Any attempt to stop an individual’s fight against oppression has always been, and continues to be, a violent act, which we must repudiate and denounce. This happened, for example, with women and their actions against the dictatorial regime established in Brazil on March 31, 1964. These women were hardly ever mentioned in the official narratives, or even by their own resistance movements, which in general do not attribute this group the importance it deserves.

Women have almost always been portrayed by hegemonic historiography as subordinate or non-existent subjects. This is because, following the logic of patriarchal culture, the narrative construction of history is, in general, white, Christian, Eurocentric, heterosexual, and male. It is as if those that don’t fit the archetype do not perform the role of social actors. While many efforts are being made to transform this reality, attempts to halt the actions of these individuals continue.

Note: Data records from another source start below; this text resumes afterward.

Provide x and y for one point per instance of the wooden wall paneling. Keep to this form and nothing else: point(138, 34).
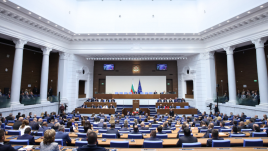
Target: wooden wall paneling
point(124, 68)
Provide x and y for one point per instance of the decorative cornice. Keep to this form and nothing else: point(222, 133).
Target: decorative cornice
point(64, 55)
point(259, 43)
point(46, 50)
point(229, 50)
point(19, 43)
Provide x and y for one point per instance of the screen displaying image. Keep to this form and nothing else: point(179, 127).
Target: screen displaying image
point(161, 66)
point(108, 66)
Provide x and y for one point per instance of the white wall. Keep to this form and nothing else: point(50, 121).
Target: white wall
point(124, 83)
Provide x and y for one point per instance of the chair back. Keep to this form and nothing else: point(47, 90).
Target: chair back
point(81, 135)
point(59, 141)
point(237, 135)
point(221, 143)
point(226, 130)
point(152, 144)
point(14, 132)
point(109, 136)
point(259, 134)
point(161, 136)
point(198, 144)
point(80, 143)
point(119, 144)
point(253, 142)
point(134, 136)
point(19, 142)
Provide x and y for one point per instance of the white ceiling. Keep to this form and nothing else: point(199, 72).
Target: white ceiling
point(138, 16)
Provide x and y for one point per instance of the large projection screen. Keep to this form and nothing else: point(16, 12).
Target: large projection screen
point(124, 83)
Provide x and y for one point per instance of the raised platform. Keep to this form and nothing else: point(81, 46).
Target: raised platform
point(135, 96)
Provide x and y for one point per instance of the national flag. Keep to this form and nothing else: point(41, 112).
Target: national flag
point(132, 89)
point(139, 87)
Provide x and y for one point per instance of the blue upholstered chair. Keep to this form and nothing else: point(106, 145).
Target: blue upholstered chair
point(135, 136)
point(198, 144)
point(119, 144)
point(221, 143)
point(109, 136)
point(152, 144)
point(253, 142)
point(19, 142)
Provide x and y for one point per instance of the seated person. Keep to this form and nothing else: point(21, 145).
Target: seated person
point(111, 106)
point(210, 128)
point(125, 128)
point(112, 130)
point(143, 127)
point(152, 137)
point(161, 106)
point(27, 135)
point(4, 147)
point(166, 107)
point(135, 130)
point(187, 138)
point(84, 105)
point(215, 136)
point(92, 143)
point(159, 129)
point(64, 136)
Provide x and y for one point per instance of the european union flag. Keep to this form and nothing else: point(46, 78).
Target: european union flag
point(139, 87)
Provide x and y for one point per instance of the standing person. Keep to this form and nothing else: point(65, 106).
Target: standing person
point(62, 108)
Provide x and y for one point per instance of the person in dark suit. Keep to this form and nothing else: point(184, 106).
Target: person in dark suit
point(27, 135)
point(159, 130)
point(6, 147)
point(18, 123)
point(50, 91)
point(215, 136)
point(34, 124)
point(64, 136)
point(43, 127)
point(210, 128)
point(187, 138)
point(112, 130)
point(250, 125)
point(143, 127)
point(84, 105)
point(135, 130)
point(92, 143)
point(171, 113)
point(152, 137)
point(125, 128)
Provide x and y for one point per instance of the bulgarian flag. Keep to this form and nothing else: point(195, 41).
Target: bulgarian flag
point(132, 89)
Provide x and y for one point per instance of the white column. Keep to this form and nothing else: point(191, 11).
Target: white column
point(63, 75)
point(231, 74)
point(44, 75)
point(262, 70)
point(210, 75)
point(17, 71)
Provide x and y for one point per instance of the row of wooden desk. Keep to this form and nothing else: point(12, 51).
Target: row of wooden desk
point(135, 96)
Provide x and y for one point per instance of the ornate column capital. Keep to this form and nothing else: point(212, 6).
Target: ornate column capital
point(259, 43)
point(207, 55)
point(46, 50)
point(229, 50)
point(64, 55)
point(19, 43)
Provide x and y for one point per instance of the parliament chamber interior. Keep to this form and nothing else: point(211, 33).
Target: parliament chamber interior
point(130, 75)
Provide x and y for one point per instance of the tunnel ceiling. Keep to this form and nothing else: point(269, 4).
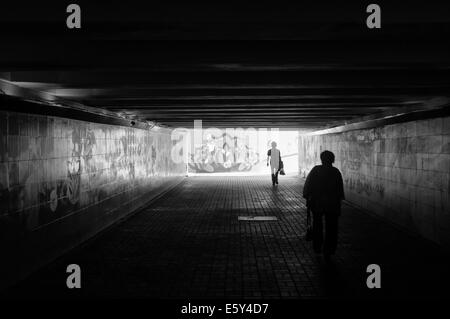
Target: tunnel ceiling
point(302, 66)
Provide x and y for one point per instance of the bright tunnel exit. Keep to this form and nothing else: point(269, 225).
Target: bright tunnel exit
point(238, 151)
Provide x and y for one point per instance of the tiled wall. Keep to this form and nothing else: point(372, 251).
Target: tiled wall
point(400, 172)
point(63, 180)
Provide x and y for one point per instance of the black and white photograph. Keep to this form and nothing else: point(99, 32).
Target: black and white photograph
point(222, 158)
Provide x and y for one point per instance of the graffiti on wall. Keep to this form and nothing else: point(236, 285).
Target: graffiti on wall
point(77, 164)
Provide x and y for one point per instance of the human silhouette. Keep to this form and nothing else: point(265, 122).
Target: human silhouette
point(324, 191)
point(274, 156)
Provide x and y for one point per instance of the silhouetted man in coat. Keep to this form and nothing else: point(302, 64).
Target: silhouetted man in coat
point(324, 191)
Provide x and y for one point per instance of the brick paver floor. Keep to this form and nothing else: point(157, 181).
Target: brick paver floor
point(189, 243)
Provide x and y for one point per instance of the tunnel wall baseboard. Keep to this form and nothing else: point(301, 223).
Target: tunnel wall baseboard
point(62, 181)
point(400, 172)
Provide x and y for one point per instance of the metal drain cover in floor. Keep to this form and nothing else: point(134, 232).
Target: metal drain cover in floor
point(257, 218)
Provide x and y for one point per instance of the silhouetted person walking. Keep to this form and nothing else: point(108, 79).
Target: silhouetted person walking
point(275, 158)
point(324, 191)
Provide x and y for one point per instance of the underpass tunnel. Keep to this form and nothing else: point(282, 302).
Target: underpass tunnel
point(99, 124)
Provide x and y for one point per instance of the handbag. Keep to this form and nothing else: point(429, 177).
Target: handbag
point(281, 170)
point(281, 167)
point(309, 232)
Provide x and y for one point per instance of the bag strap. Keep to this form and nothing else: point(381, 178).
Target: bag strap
point(308, 216)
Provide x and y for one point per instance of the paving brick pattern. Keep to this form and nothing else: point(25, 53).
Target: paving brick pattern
point(189, 243)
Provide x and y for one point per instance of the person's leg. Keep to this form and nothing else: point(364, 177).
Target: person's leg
point(317, 232)
point(331, 233)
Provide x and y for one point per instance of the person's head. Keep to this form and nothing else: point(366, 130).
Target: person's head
point(327, 157)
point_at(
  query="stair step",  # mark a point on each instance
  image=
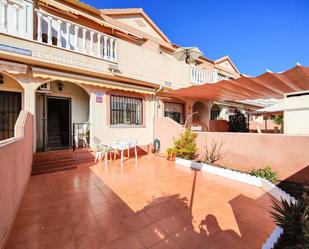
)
(52, 161)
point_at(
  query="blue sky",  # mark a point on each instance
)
(257, 35)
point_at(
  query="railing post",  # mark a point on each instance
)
(59, 24)
(3, 20)
(49, 30)
(91, 42)
(105, 46)
(39, 28)
(68, 36)
(84, 40)
(16, 18)
(76, 29)
(99, 54)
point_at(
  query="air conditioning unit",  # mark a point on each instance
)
(44, 88)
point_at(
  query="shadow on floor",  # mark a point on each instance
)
(77, 209)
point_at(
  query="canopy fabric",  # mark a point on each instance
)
(54, 75)
(266, 86)
(276, 108)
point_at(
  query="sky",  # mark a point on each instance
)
(257, 35)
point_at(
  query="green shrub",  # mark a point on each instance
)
(238, 122)
(294, 219)
(185, 146)
(266, 173)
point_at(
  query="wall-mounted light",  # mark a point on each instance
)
(60, 86)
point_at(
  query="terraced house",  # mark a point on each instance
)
(75, 76)
(71, 65)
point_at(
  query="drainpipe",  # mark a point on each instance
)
(155, 109)
(189, 116)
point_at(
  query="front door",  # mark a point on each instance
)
(58, 122)
(10, 106)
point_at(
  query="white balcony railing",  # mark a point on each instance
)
(71, 36)
(201, 76)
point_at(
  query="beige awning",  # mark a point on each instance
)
(54, 75)
(266, 86)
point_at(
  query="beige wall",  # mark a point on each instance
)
(131, 21)
(15, 170)
(296, 115)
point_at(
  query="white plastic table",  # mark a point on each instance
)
(123, 145)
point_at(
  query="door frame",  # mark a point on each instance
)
(45, 117)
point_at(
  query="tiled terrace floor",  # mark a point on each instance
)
(148, 204)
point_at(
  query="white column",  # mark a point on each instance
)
(39, 27)
(111, 49)
(68, 36)
(59, 25)
(49, 30)
(99, 54)
(105, 46)
(91, 42)
(84, 40)
(16, 18)
(76, 28)
(3, 19)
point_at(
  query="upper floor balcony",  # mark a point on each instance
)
(19, 19)
(34, 36)
(201, 76)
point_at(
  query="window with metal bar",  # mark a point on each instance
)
(126, 110)
(10, 106)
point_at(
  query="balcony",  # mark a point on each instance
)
(17, 20)
(201, 76)
(50, 41)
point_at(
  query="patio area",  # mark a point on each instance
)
(149, 203)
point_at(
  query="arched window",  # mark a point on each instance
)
(215, 112)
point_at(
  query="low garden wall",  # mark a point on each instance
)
(287, 155)
(15, 170)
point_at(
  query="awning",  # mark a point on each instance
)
(55, 75)
(276, 108)
(266, 86)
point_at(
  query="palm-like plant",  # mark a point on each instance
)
(293, 217)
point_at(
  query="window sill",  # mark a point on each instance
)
(127, 126)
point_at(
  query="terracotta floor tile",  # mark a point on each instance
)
(150, 203)
(130, 242)
(150, 235)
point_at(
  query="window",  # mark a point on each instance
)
(10, 106)
(215, 112)
(174, 111)
(126, 110)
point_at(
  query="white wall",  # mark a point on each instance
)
(296, 114)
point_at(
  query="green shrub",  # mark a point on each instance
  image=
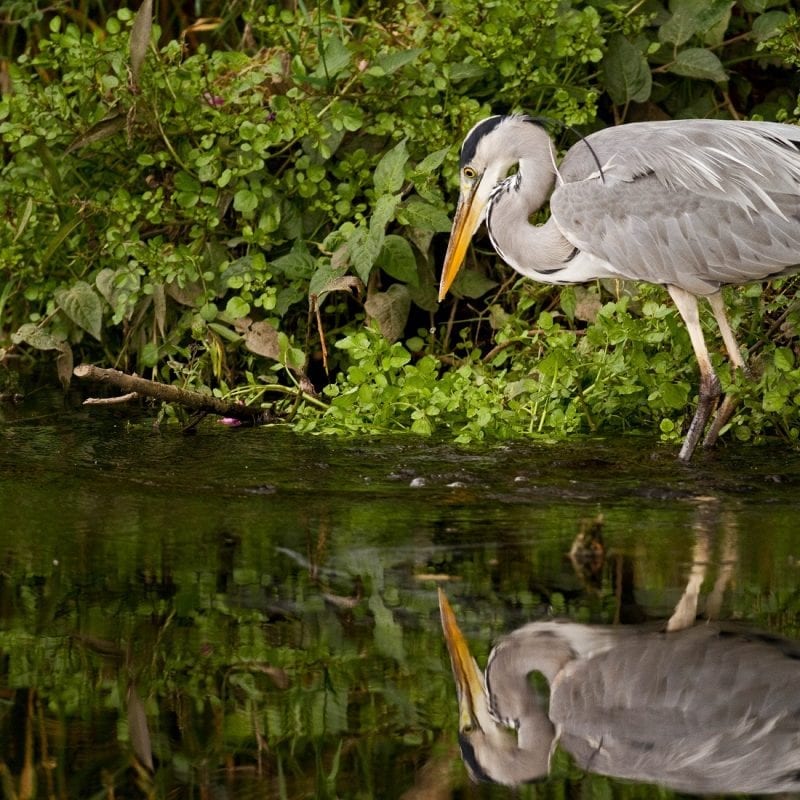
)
(261, 194)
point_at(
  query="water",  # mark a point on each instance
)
(249, 613)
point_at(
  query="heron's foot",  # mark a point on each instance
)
(724, 413)
(709, 394)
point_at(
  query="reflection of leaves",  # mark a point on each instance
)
(82, 305)
(696, 62)
(138, 729)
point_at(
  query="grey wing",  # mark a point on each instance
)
(700, 710)
(695, 203)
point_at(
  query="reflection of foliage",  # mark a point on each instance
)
(280, 674)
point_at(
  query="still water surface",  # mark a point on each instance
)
(249, 613)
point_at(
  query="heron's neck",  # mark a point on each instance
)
(531, 250)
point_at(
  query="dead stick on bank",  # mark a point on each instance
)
(169, 394)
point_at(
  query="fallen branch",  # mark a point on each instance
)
(169, 394)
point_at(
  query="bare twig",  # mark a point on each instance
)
(169, 394)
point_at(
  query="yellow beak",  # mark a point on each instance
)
(469, 213)
(468, 677)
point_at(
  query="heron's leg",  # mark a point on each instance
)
(728, 406)
(686, 304)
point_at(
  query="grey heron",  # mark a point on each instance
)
(689, 204)
(701, 710)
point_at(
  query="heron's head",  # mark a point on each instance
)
(488, 747)
(489, 151)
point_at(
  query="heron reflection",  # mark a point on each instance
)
(704, 709)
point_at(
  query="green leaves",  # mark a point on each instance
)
(626, 72)
(83, 306)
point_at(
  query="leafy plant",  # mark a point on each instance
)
(246, 200)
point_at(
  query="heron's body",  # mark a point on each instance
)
(702, 710)
(690, 204)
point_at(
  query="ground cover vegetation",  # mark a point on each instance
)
(254, 201)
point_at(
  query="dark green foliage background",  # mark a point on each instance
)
(265, 200)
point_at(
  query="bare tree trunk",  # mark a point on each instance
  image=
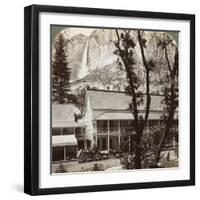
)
(172, 107)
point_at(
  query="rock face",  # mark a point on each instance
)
(93, 62)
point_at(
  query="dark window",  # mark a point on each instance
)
(68, 131)
(58, 153)
(56, 131)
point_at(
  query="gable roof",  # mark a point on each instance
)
(63, 116)
(114, 100)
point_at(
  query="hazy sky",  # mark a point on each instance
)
(55, 29)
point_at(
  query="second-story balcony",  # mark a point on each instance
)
(121, 130)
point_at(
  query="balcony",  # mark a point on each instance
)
(114, 130)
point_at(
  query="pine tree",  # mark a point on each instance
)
(60, 72)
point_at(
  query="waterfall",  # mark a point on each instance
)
(84, 67)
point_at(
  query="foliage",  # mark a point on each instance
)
(60, 72)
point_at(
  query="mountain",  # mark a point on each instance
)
(94, 64)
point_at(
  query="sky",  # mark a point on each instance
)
(55, 29)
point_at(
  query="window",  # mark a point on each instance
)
(68, 131)
(58, 153)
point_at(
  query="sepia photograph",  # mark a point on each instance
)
(114, 99)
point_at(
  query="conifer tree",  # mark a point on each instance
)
(60, 72)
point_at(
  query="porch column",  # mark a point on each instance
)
(108, 128)
(85, 144)
(65, 152)
(118, 123)
(158, 123)
(95, 128)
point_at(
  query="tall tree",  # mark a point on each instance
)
(60, 72)
(125, 48)
(171, 87)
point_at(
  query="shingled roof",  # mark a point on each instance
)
(63, 116)
(114, 100)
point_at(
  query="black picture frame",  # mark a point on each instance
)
(31, 98)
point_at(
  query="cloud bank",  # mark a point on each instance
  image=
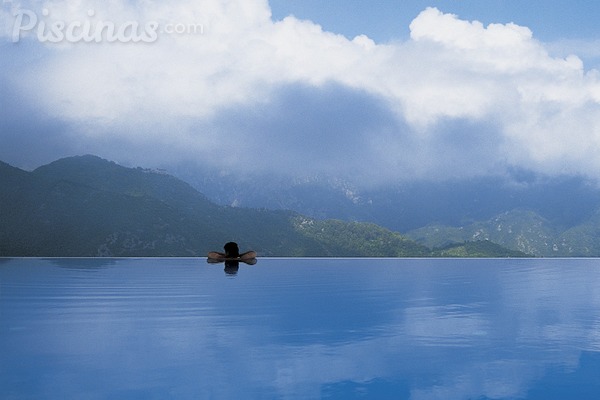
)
(245, 93)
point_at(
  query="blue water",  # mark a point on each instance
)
(300, 329)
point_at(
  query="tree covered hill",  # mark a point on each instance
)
(87, 206)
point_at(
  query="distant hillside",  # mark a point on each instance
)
(520, 230)
(87, 206)
(481, 248)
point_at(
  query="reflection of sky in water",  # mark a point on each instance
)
(418, 329)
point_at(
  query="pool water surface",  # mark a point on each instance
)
(300, 329)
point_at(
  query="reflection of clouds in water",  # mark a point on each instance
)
(450, 333)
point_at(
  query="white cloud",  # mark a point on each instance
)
(522, 106)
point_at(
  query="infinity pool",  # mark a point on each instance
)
(300, 329)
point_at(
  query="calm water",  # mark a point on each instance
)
(299, 329)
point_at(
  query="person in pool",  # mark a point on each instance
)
(232, 251)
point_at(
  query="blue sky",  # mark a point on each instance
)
(372, 92)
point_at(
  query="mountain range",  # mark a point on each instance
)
(540, 216)
(88, 206)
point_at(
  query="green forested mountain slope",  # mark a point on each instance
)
(87, 206)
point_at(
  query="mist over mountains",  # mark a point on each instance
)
(525, 212)
(88, 206)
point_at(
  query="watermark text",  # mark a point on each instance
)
(90, 30)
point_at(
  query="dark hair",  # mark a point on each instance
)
(231, 250)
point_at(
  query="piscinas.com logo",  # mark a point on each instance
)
(91, 30)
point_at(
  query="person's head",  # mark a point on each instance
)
(231, 249)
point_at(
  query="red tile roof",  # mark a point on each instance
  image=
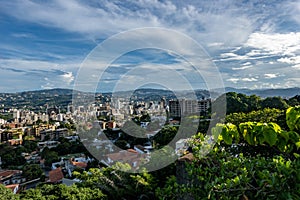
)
(12, 186)
(8, 173)
(80, 164)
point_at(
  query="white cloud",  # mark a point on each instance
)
(276, 44)
(242, 67)
(290, 60)
(248, 79)
(269, 76)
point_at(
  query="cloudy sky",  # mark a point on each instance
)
(253, 44)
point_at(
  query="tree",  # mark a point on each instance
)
(7, 194)
(50, 156)
(32, 171)
(62, 191)
(165, 135)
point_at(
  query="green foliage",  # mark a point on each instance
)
(266, 115)
(274, 102)
(32, 171)
(11, 157)
(62, 191)
(165, 135)
(50, 156)
(7, 194)
(293, 118)
(119, 184)
(221, 175)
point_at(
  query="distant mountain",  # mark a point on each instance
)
(39, 100)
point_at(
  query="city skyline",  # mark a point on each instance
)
(254, 44)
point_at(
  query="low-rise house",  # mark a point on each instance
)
(14, 187)
(129, 156)
(8, 177)
(56, 175)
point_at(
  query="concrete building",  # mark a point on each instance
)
(185, 107)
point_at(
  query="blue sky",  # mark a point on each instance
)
(254, 44)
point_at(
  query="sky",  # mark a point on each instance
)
(252, 44)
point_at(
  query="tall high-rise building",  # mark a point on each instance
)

When it comes to resistance to the dictatorial regime beginning with the military coup, with the consent and participation of sectors of the national bourgeoisie, women’s role is not highlighted, giving the mistaken view that this social group was not prominent in the movements of resistance to this period of terror which was, unfortunately, part of Brazil’s history.

Despite what most official accounts, as well as those of the bourgeois press, had wanted to create in the memory of Brazilian society, during this period women actively participated in the struggle, whether through underground resistance or armed combat, through the guerrilla groups.

Criméia Alice Schimidt de Almeida is one of these women. A member of the Communist Party of Brazil, she fought in the Araguaia Guerilla War, an emblematic movement of the period, which sought to establish a socialist revolution in the country, and which was harshly countered by the military. The war lasted from the end of the 1960s to 1974. Due to problems during pregnancy, she left the movement in 1972, after having been involved for four years.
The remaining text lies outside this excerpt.